Grooming can be defined as the process of desensitization of a victim by a perpetrator in order to make them less likely to reject or report sexual abusive behaviour. Grooming can happen when there is a power differential within a relationship, which the abuser exploits for their own gratification. This is most commonly recognized as a tactic used by paedophiles, both on children and parents. However, adults can also be groomed. Grooming may also include threats or bribes, which persuade the child or young person that it would be impossible to ask for help.
Age difference is one example of a power differential. Children are taught to respect older children and adults – many abusers take advantage of this. Someone who was groomed as a child might find it hard to accept that what happened to them was ‘abuse’. The abuser may have taken an interest in them in a way that other adults did not, have allowed them to do things other adults did not. Sometimes adults misunderstand the role that grooming has played, and assume the young child is consensual, they fail to see that the child is caught in a trap.
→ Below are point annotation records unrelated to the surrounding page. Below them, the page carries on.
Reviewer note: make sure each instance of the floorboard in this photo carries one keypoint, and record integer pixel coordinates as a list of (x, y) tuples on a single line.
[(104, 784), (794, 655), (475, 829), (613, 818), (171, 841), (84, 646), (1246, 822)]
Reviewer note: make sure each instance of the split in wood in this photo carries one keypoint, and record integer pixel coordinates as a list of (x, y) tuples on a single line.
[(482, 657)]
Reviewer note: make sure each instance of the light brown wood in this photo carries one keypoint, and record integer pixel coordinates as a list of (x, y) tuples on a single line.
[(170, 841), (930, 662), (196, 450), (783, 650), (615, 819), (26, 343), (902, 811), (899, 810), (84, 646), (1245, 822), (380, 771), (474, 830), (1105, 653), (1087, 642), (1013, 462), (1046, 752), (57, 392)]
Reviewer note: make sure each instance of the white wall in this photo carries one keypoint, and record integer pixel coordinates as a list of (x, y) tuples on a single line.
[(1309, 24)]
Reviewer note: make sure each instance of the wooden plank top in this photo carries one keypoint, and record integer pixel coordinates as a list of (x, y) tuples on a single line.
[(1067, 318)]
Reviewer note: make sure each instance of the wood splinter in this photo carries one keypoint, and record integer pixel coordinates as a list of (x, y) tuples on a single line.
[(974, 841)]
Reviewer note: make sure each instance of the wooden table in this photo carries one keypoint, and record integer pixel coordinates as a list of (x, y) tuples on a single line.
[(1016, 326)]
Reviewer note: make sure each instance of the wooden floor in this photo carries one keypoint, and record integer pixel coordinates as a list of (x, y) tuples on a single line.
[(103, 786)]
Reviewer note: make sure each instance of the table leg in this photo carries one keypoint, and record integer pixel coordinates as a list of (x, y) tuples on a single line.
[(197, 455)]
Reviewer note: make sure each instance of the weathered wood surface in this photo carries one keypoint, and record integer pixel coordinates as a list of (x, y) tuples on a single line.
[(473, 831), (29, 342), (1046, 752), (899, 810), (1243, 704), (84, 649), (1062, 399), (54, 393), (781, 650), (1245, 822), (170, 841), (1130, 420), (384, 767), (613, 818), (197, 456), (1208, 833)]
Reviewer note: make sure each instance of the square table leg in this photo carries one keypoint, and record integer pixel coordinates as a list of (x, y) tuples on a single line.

In those cases even if the victim ask for help they are not heard. Sometimes the victims themselves do not understand how they have been trapped into a situation where they are no longer able to break free, and they themselves believe they have done so willingly.
Whether consciously or not, the abuser does this as a way of gaining a child’s trust and make it less likely that they will risk losing the ‘special relationship’ by talking to others about the sexual abuse. Sexual grooming of children also occurs on the Internet. Some abusers will pose as children online and make arrangements to meet with them in person. Sexual grooming of children over the internet is most prevalent (99% of cases) amongst the 13–17 age group, particularly 13–14 year old children (48%). The majority of them are girls. The majority of the victimization occurs with mobile phone support. Children and teenagers with behavioral issues such as “high attention seeking” have a much higher risk than others.
While grooming is most associated with child sexual abuse, it is also possible for adults to be groomed – or prepared – for abuse. This is again most common in situations where there is a power differential, men can be groomed by older men – physically stronger men or professionals who have a measure of control over them, such as doctors or therapists.
Grooming can also happen in domestic and relationship settings where the abusive partner, over time, introduces abusive acts that become accepted though they remain unwanted. In these situations, consent has technically been given, but something abusive may still have been happening. Young people say that it is very difficult to break free of this trap and tell someone. They also don’t recognize the process of being drawn into a situation as grooming.
The effects of grooming
One of the key results of grooming is that the victim is left carrying the shame of the events, often represented in a sense of complicity – that they let it happen. This self-blame once again makes the abuse difficult to talk about. The survivor might fear that the blame he places on himself would be replicated in the responses of others. Sadly, some young people who had already broken free and told an adult spoke about not getting support to deal with the emotional impact of the shame and self-disgust they felt.
Grooming blurs the lines around sexual abuse – makes it more difficult to identify when it is happening, and more difficult to identify and talk about in retrospect.
All survivors of abuse have been victims of grooming in one way or another. It is part of the reason survivors believe it’s their fault (which it’s not). It’s part of the reason survivors feel guilty (which they’re not). It’s part of the reason they feel shame (which they shouldn’t as it’s not theirs). And it’s part of the reason male survivors find it difficult to talk about as boys and men, because the belief is that males don’t get groomed, or to use another word – tricked. Well that belief is wrong!
Perpetrators of abuse and rape are clever. They have one goal in mind and that is to get away with their crime, so they need to make their victims somehow believe they had a part in the act and to remain silent about it. Grooming is used to achieve that.